I’m a huge fan of installing Debian and Ubuntu systems with debian-installer. Unlike debootstrap, which just installs a set of base packages into a directory, debian-installer does a number of nice things such as offering to do partitioning, setting /etc/fstab correctly, generating locales, installing a bootloader, etc. etc. — all things that get you an installed and working system as opposed to a pile of packages. Also, unlike Ubiquity, the standard (graphical) Ubuntu installer from the live CD, which despite reusing some d-i code works mainly by copying the live CD onto the hard disk and cleaning it up, d-i actually installs each package in turn, which allows you to customize your installs.

I can and probably will talk at length on why I love debian-installer and how I use it in another post, but this last ability was specifically important to me when reinstalling my Eee PC 900A, a machine with under 4 gigabytes of disk space, most of which I wanted free for myself and not for the operating system. What I can do is tell d-i not to install any “tasks”, thereby leaving me with a base (text-mode login!) system that I can later add packages to as I need.

Unfortunately my favorite method of doing this sort of install is via the network installer, and when I started the install process I quickly found that I was getting checksum errors from my local mirror when downloading udebs (special packages designed for the installer environment). Suspecting, at first, the mirror, I downloaded by hand all the udebs from another nearby computer, several times, and was able to verify their checksum. Switching Ethernet cables didn’t help my netbook have any more luck, nor did switching mirrors, so I’m left with the assumption that my Ethernet card is slightly bad. Since I only ever use wireless networking on my netbook, I wouldn’t care about that if I could do the install over wireless, but d-i never gave me an option to use a wireless Ethernet card, nor did one seem to be detected…

However, in the process of sanity-checking the mirror, I noticed the existence of a udeb called “wireless-tools-udeb”. I downloaded, verified, and copied that udeb (and its dependency, “libiw30-udeb”) to my disk via a live CD, and also copied the live CD’s copy of the kernel modules necessary for my particular wireless card, ath.ko and ath5k.ko. Then I restarted the installer, mounted my disk, ran “udpkg -i” on the two udebs and “insmod” on the two kernel modules, and confirmed that I started seeing a wireless device and was able to connect it to MIT’s network with iwconfig.

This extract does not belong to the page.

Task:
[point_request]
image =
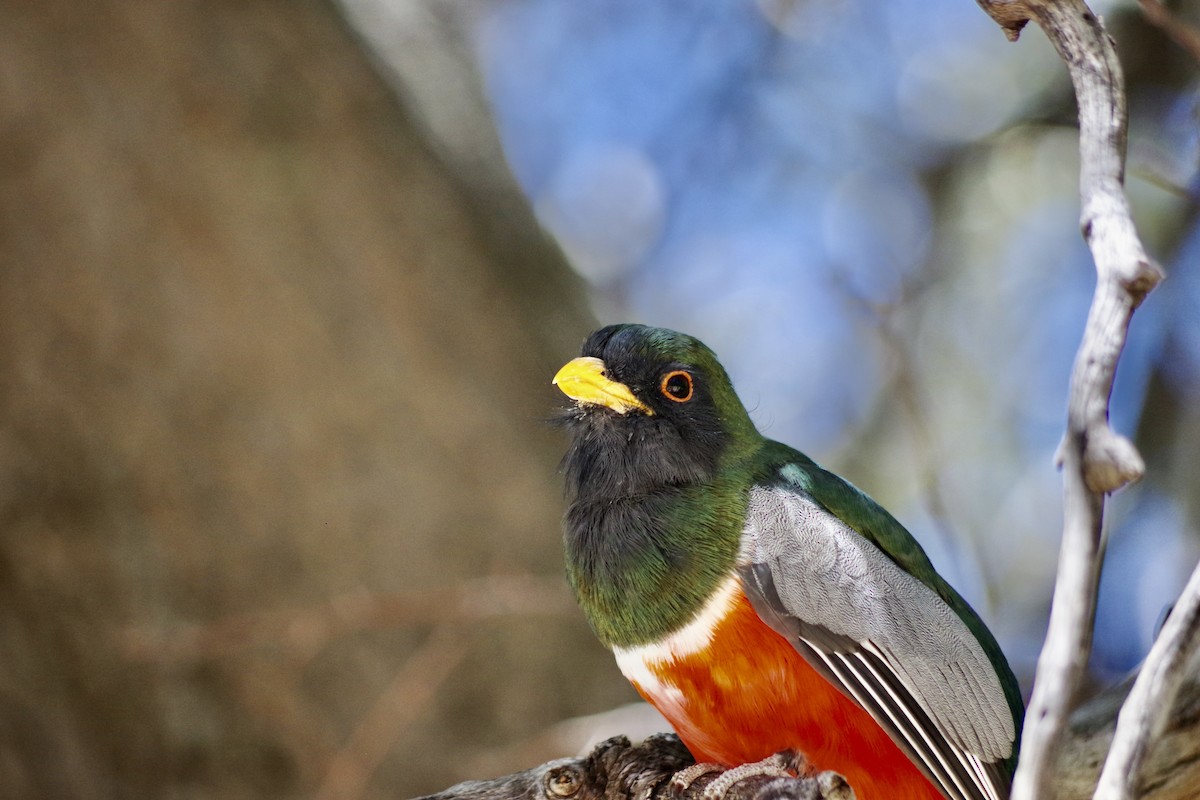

Much to my surprise, installing wireless-tools had two nice side effects:

  1. After I selected wlan0 as my network device to install via, it asked me what ESSID I wanted to connect to, and what WEP password (if necessary). This completely surprised me; I expected that I’d have to configure wireless networking by hand, and let the installer treat it as essentially a wired-Ethernet device.

  2. When the install completed, /etc/network/interfaces on the installed system was configured to automatically connect to the MIT network.

I was able to successfully complete the install just over wireless. Now I have a laptop that boots in approximately twelve seconds, including connecting to the network.